Richards's actions have caused considerable distress in Ulladulla, a town where, says Neil Harrison, a local, "everyone knows everyone else's business". In 2003 Richards recommended Harrison invest $158,000 from his superannuation into Big Kids Toys, a spare parts shop of which Richards was a director and a shareholder; Harrison lost his money when Big Kids Toys went into liquidation in March last year owing $2.2 million.

blake_fake_666_car.jpg (49258 bytes)Harrison now operates a "Victims of Blake Richards" website and achieved notoriety for driving around in his Mitsubishi Verada with the words "666 Blake is a Fake" on the side.

"I'd take it down to the beach," Harrison says, "or just park it in front of Blake's office."

One local said: "No one is happy with what has happened, especially those in the church."

Another said Blake had "utilised" not only the trust that people had in him as a church member and accountant, but "the trust that locals have in his mum and dad".

Richards's mother Ruth, a past president of the Milton Country Women's Association, has been a committee member of 17 local community groups since moving to the area in 1961. This year she was nominated for a Shoalhaven City Council Australia Day Award. "She's done a lot for the town," one woman said.

So where did all the money go? "Ask Blake," Harrison says. Richards drives a blue 1975 Rover; he and his wife, Lisa, live in a weatherboard house on the outskirts of town.

"Blake and Lisa are not rich themselves," says Pastor Karl Kramer, of Harbour Life Community Church, where Richards worships. "We stand by him. People invest money in all kinds of things, and sometimes they get hurt. That's part of life."
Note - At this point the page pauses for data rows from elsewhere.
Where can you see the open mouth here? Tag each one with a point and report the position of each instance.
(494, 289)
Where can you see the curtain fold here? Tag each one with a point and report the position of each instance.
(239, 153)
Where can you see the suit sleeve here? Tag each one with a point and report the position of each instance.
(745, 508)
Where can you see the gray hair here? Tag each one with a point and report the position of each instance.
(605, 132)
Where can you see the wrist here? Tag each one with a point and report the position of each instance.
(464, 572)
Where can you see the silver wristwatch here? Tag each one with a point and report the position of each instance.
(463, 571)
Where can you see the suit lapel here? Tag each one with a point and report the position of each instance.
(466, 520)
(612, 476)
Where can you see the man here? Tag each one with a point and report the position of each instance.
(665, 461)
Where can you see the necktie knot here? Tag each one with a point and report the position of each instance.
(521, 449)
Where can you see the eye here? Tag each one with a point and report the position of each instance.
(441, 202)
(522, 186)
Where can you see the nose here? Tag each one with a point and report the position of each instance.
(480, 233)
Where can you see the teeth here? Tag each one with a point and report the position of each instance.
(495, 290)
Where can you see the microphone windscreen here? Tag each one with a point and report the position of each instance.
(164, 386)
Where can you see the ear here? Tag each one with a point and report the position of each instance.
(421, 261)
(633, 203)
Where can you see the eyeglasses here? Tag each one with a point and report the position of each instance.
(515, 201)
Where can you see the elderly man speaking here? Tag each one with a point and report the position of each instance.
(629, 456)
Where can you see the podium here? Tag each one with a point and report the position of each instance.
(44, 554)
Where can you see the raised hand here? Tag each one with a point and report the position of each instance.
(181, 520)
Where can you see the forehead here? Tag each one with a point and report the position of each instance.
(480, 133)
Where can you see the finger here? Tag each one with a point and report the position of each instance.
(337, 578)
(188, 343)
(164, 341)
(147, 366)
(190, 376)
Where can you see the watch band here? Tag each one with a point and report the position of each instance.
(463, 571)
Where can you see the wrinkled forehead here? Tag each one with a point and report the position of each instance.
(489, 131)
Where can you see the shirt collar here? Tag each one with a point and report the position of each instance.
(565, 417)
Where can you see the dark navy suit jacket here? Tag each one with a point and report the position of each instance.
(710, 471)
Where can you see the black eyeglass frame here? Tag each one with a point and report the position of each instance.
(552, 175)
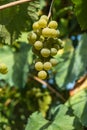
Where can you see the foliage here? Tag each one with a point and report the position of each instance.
(72, 70)
(80, 11)
(21, 91)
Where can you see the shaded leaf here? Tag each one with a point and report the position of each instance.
(80, 9)
(17, 63)
(35, 122)
(73, 65)
(79, 105)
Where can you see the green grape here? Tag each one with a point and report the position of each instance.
(47, 66)
(35, 51)
(53, 24)
(42, 74)
(45, 52)
(39, 66)
(56, 46)
(45, 32)
(3, 68)
(42, 23)
(47, 99)
(53, 61)
(53, 51)
(42, 38)
(38, 45)
(32, 37)
(44, 17)
(53, 33)
(38, 94)
(38, 32)
(35, 26)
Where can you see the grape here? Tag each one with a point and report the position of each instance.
(53, 24)
(35, 51)
(3, 68)
(53, 61)
(32, 37)
(45, 52)
(35, 26)
(47, 32)
(38, 45)
(39, 66)
(47, 65)
(56, 46)
(42, 74)
(42, 23)
(53, 51)
(42, 38)
(45, 45)
(44, 17)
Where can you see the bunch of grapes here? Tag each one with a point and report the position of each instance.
(45, 42)
(3, 68)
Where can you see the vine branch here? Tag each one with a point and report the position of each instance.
(49, 14)
(13, 4)
(49, 87)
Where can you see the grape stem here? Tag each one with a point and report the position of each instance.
(49, 87)
(13, 4)
(50, 10)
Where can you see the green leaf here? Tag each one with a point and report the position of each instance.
(17, 63)
(80, 9)
(79, 105)
(33, 7)
(72, 65)
(35, 122)
(62, 121)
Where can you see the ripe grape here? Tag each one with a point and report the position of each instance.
(42, 74)
(38, 45)
(53, 61)
(53, 24)
(45, 52)
(53, 51)
(47, 66)
(39, 66)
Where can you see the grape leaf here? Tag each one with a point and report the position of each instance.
(79, 105)
(72, 65)
(80, 9)
(35, 122)
(17, 63)
(62, 121)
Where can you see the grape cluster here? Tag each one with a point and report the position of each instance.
(45, 42)
(3, 68)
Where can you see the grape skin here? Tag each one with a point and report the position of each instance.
(47, 66)
(38, 45)
(45, 52)
(39, 66)
(53, 24)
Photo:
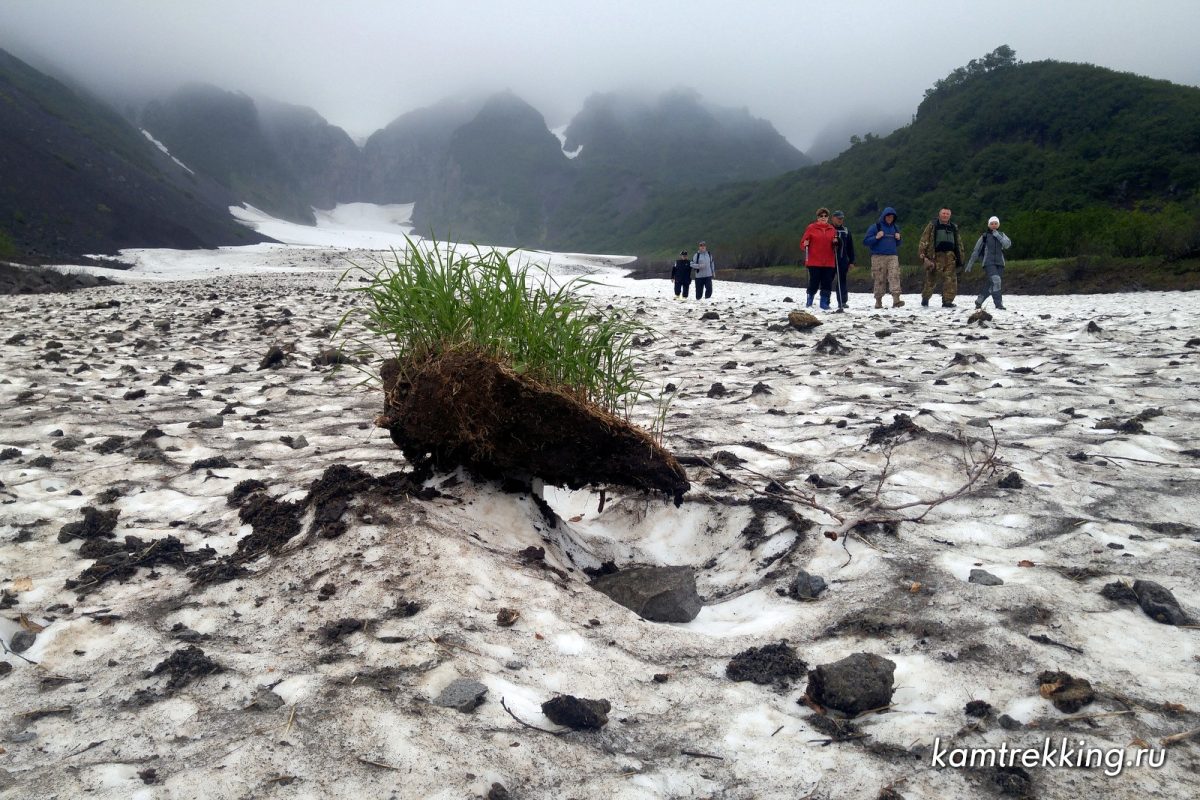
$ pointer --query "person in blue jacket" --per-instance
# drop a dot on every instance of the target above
(682, 275)
(883, 240)
(845, 250)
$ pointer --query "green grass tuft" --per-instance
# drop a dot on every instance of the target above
(431, 300)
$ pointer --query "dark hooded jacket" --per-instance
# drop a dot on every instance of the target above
(888, 245)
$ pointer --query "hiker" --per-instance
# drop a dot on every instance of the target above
(844, 247)
(682, 275)
(817, 244)
(705, 269)
(941, 252)
(990, 252)
(883, 240)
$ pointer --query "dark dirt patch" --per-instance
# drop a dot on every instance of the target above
(216, 462)
(977, 709)
(330, 495)
(468, 410)
(183, 667)
(899, 426)
(274, 359)
(121, 561)
(1011, 481)
(1119, 591)
(879, 624)
(831, 346)
(772, 663)
(37, 280)
(755, 530)
(244, 489)
(275, 523)
(331, 632)
(577, 713)
(95, 524)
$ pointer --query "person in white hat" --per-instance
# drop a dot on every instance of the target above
(990, 252)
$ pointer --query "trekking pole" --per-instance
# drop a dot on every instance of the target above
(837, 275)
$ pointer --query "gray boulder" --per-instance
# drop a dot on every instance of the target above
(463, 695)
(984, 578)
(805, 585)
(660, 594)
(1159, 603)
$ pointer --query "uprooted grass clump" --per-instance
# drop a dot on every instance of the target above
(435, 300)
(510, 374)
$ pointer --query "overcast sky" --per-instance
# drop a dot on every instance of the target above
(801, 65)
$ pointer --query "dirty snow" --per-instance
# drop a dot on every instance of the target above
(357, 717)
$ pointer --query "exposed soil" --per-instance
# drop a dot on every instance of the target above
(467, 410)
(275, 522)
(121, 561)
(771, 663)
(37, 280)
(577, 713)
(185, 666)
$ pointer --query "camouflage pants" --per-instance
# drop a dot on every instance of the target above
(945, 270)
(886, 272)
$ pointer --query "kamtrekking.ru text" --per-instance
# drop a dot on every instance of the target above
(1050, 753)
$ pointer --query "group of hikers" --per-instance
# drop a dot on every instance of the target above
(829, 254)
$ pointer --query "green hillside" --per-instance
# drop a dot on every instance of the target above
(1074, 158)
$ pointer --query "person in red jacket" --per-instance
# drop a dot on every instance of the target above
(819, 256)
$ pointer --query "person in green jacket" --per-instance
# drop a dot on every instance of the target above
(941, 252)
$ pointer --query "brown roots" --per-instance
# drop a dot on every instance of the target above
(466, 409)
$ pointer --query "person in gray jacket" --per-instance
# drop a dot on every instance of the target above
(705, 269)
(990, 252)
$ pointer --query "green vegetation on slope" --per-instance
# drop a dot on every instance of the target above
(1074, 158)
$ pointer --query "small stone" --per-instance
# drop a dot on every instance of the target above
(1011, 481)
(1067, 693)
(978, 709)
(858, 683)
(805, 585)
(984, 578)
(802, 320)
(22, 641)
(1008, 723)
(462, 695)
(1159, 603)
(265, 699)
(577, 713)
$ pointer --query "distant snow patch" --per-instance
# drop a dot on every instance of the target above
(167, 152)
(561, 132)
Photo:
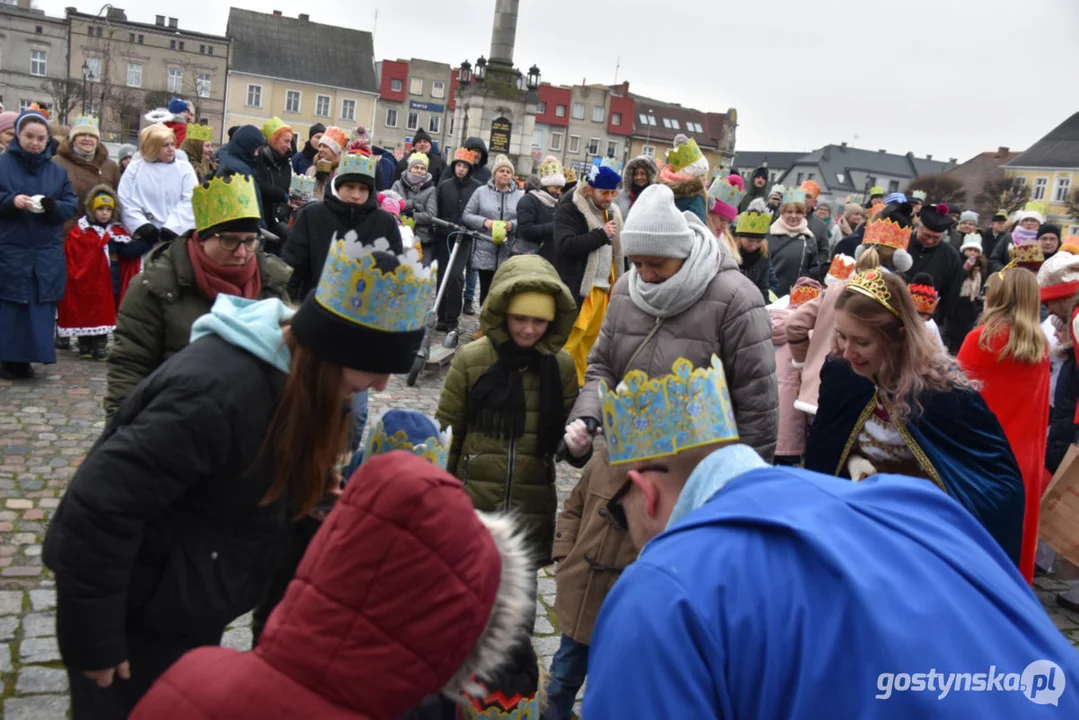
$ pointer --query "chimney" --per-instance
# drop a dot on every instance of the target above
(504, 32)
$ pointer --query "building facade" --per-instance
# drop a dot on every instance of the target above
(33, 60)
(301, 71)
(125, 68)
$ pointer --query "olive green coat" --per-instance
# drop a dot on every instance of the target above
(154, 318)
(500, 474)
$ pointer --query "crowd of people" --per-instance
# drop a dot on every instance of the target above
(868, 407)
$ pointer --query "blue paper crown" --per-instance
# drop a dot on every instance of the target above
(793, 195)
(645, 419)
(353, 287)
(355, 163)
(434, 449)
(723, 191)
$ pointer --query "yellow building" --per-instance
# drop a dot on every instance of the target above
(1050, 168)
(303, 72)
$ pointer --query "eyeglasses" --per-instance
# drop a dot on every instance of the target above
(230, 243)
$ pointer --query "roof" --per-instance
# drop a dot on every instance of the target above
(1057, 149)
(294, 49)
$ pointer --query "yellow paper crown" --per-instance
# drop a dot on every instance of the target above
(887, 233)
(199, 132)
(872, 284)
(684, 155)
(223, 200)
(645, 419)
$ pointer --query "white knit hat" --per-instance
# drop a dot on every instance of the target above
(656, 227)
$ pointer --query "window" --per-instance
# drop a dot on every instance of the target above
(134, 75)
(39, 62)
(292, 100)
(1063, 188)
(1039, 188)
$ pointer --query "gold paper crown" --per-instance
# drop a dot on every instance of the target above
(872, 284)
(684, 155)
(199, 132)
(223, 200)
(645, 419)
(888, 233)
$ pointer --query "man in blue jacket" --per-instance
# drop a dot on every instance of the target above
(780, 593)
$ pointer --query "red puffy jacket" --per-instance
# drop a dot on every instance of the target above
(390, 599)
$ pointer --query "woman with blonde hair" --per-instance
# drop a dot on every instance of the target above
(1008, 356)
(893, 402)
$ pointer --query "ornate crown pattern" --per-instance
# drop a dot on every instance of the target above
(872, 284)
(888, 233)
(354, 288)
(197, 132)
(645, 419)
(223, 200)
(435, 449)
(723, 191)
(354, 163)
(684, 155)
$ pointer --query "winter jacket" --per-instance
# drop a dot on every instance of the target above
(162, 530)
(501, 474)
(590, 548)
(154, 318)
(86, 175)
(31, 244)
(317, 223)
(490, 204)
(421, 204)
(728, 321)
(576, 240)
(535, 225)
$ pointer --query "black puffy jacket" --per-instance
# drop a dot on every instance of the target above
(162, 530)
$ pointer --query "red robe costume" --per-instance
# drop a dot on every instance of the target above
(1018, 393)
(87, 308)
However, about one thing everyone agrees: Richards has charm. "He exudes sincerity," says Robert Elliott of Hall Chadwick, who wound up Longbeach. "He would front a meeting of 30 or 40 creditors, and when he'd walk in they'd want to kill him. You'd think someone would throw a punch. But by the end they were eating out of his hand."

But one incident last year may have exhausted whatever civic credit Richards had left. In May 2007 an elderly client of Richards, Florence Rosemary Broadhurst, who had dementia, died in in a local nursing home. Some time after the funeral it emerged that Richards, who had Broadhurst's power of attorney, had taken out a loan for $270,000 on her behalf from a man called Gary Oakes. Oakes is a estate agent in Huskisson, near Jervis Bay, and, at the time of the loan was a client of Richards's accountancy firm. As security over the loan, Richards gave Oakes a caveat over Broadhurst's house. (This caveat is now being disputed by Broadhurst's relatives.)

Oakes says Richards instructed him to place the money straight into the account of Global Tech Environmental because, Oakes says, "Blake said that's where Mrs Broadhurst wanted to invest the money."

On May 31 Richards attended Broadhurst's funeral, at Sandridge Cemetery, overlooking Mollymook Beach. "He also came for the wake to my house in Milton," says Ellen Mison, who nursed Broadhurst for the last five years of her life. "Some nerve he's got. He stood in my living room, and had afternoon tea with us."

Oakes wants to recover his money, but says it will not be simple. "Global Tech say it's in the form of a loan to Broadhurst. The whole thing is a disaster. Now I just want to find Blake, but he's a hard man to pin down."

Either way, Oakes could be waiting some time for his money. Last month the Deputy Commissioner of Taxation lodged an action against Richards in the NSW Supreme Court, thought to be for about $1.6 million.